The hard-to-swallow claim originated with a Nov. 2 Press Trust of India article quoting an unnamed “top official” in the government of Maharashtra (one of India’s states). The source was quoted as saying that Obama’s upcoming trip to Mumbai will cost $200 million per day for security and living arrangements, among other things. The story claimed that the president would be accompanied by about 3,000 people, including Secret Service agents, government officials and journalists, and will stay at the Taj Mahal Hotel — the scene of a 2008 terrorist attack.

We find stories based on anonymous sources always deserve special caution, especially when they come from only one news organization. In this case, the anonymous official is not even in the U.S. government, and any information about costs would necessarily have come second-hand at best, an added reason for caution….

{Says]Matt Lehrich, White House Office of Media Affairs: “The numbers reported in this article have no basis in reality. Due to security concerns, we are unable to outline details associated with security procedures and costs, but it’s safe to say these numbers are wildly inflated.”

It is always costly to move a U.S. president around the world. And in this case, the president is attending a G-20 meeting and will be accompanied by several cabinet officials. But given the dubious source of this assertion, the fact that the claimed cost exceeds the cost of a war, the flat denial by the White House and the lack of any evidence to support the claim, we’ll classify this one as false.”
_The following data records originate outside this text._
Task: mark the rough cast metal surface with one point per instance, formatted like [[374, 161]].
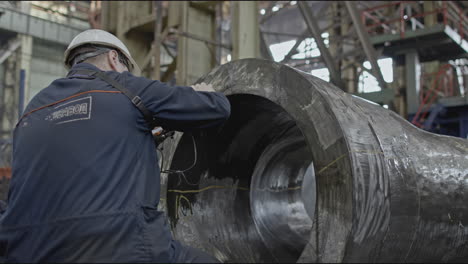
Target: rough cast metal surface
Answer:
[[305, 172]]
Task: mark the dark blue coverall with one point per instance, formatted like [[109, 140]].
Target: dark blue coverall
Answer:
[[85, 181]]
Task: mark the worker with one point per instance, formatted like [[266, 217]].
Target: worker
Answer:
[[85, 182]]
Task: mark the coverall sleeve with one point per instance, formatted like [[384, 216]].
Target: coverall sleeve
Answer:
[[181, 108]]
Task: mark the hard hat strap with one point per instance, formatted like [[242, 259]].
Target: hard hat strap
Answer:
[[84, 56]]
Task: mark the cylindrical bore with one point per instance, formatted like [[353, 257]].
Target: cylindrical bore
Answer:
[[385, 190], [260, 157]]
As Ethics Alarms has noted before, the interaction of the Web, the 24-hour news cycle, desperately competing media companies, talk radio and social media makes it more critical than ever to check facts before releasing a story, because false stories spread frighteningly fast. Unfortunately, the trend is in the opposite direction: there is less fact checking than ever, because speed and sensationalism is valued more than truth.
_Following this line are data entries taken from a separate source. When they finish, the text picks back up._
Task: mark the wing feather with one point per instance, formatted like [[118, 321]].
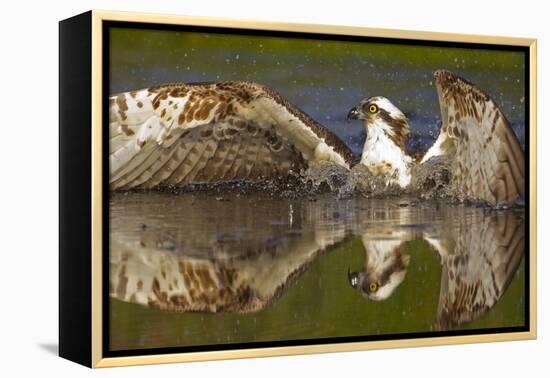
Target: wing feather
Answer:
[[489, 163], [178, 134]]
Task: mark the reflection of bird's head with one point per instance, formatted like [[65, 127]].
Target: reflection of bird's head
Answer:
[[383, 274], [379, 112]]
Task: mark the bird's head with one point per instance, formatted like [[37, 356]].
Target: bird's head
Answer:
[[378, 112], [381, 276]]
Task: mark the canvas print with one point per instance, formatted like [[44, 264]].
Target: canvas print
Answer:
[[271, 188]]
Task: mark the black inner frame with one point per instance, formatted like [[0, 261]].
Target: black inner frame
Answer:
[[106, 25]]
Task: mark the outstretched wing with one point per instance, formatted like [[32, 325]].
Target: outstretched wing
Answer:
[[479, 268], [177, 134], [488, 162]]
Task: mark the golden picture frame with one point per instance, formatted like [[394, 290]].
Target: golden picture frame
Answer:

I would like to see a lot of corrections and apologies, from Drudge, from Rush, from his talk radio mimics, from Beck,  from Fox, which houses enough of the perpetrators of this confusion that it must be held accountable for it, and from Bachmann.

I’m not holding my breath.

[Special thanks to Bob Stone, who flagged this story on his blog. See, Bob?…I told you FactCheck was better than PolitiFact!]
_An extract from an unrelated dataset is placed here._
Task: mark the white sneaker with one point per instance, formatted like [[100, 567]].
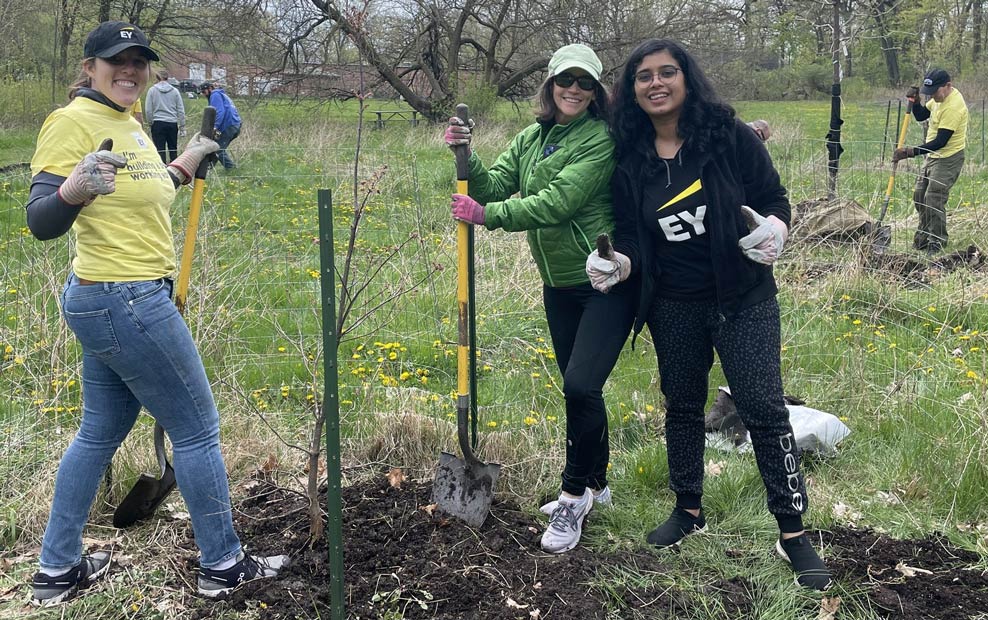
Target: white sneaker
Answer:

5 thoughts on “Drudge, Obama’s “$200 Million a Day Trip” and How The U.S. Public Gets Stupid

  1. I use both factcheck.org AND PolitiFact.com. Politifact is easy to scan, and always has a link to a detailed explanation of its rating. Sometimes I quibble with them, e.g., on this issue they gave Bachmann a “False” rather than my choice, a rating of “Pants on Fire.”

  2. here’s cognitive dissonance for you: I watch her and I see somebody who’s articulate and careful-sounding. At the same time I hear untruths. It’s just hard to believe she believes what she’s saying. I’m trying, but it’s hard.

  3. “Careful” is a word I would never use with Michelle Bachmann. “Articulate” I would use more often but seldom. She lives on another planet and even the Republicans are aware of this as they are distancing themselves from her in the run for the majority leadership.